The Institution of Engineering and Technology (IET) Prize Award Evening will take place at the University’s iconic Engineering and Computing Building from 6pm to 9pm on Tuesday 18 March.
Co-sponsored by Coventry University and a specialist IET network – the Midlands Power Group – the competition, which takes place in Coventry for the third year running, is open to engineering students at universities across the Midlands region.
The fiercely contested event, which the Lord Mayor of Coventry will be attending, includes entries from the Coventry, Aston, Birmingham, Staffordshire, Warwick universities as well as the Open University.
A panel of professional experts will assess the student submissions and reward those which offer creative, workable solutions to contemporary engineering challenges. Prizes will be awarded in categories ranging from sustainability and the environment through to communications and transport.
The IET competition encourage students to apply their engineering skills for the wider benefit of society and amongst the innovative prototypes on show at last year’s competition was a computer controlled teddy bear. With an integrated touch screen, microphone, speakers and pressure sensors, the teddy bear was designed to help children with special learning needs.
This year’s contest promises similarly exciting concepts including a technologically advanced armband that analyses the nervous system. The movement aiding and rehabilitation controller (MARC) is a sensory tool which monitors nerve signals from the lower arm in order to model hand movements.

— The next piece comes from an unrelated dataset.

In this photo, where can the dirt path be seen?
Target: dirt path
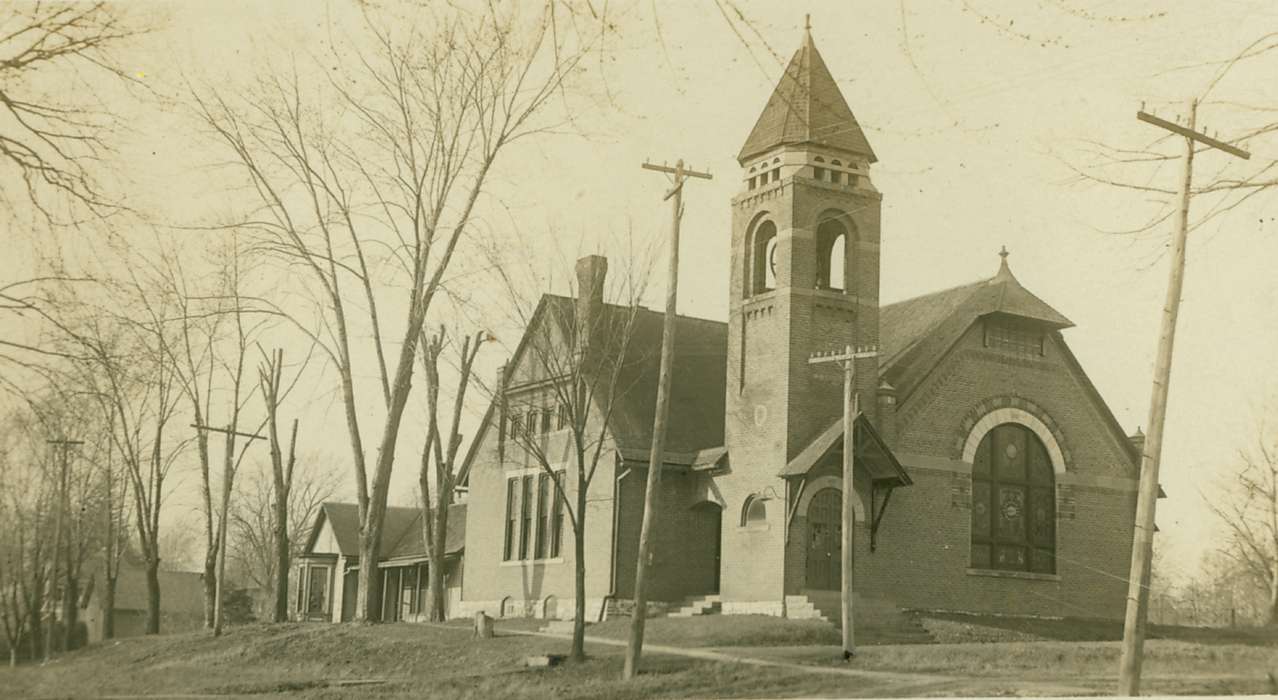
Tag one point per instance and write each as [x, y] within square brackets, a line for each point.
[891, 681]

The applications of wearable intelligent sensors like the MARC are huge and cover a spectrum of uses, from physiotherapy and rehabilitation through to remote robotic control and recreational environments, particularly in the world of computer gaming.
Sustainable and miniature scale engineering techniques will also feature with an adaptive system which utilises solar energy harvesting techniques for micro-power electronics and an insect robot that physically interacts with its surroundings amongst the other projects on show.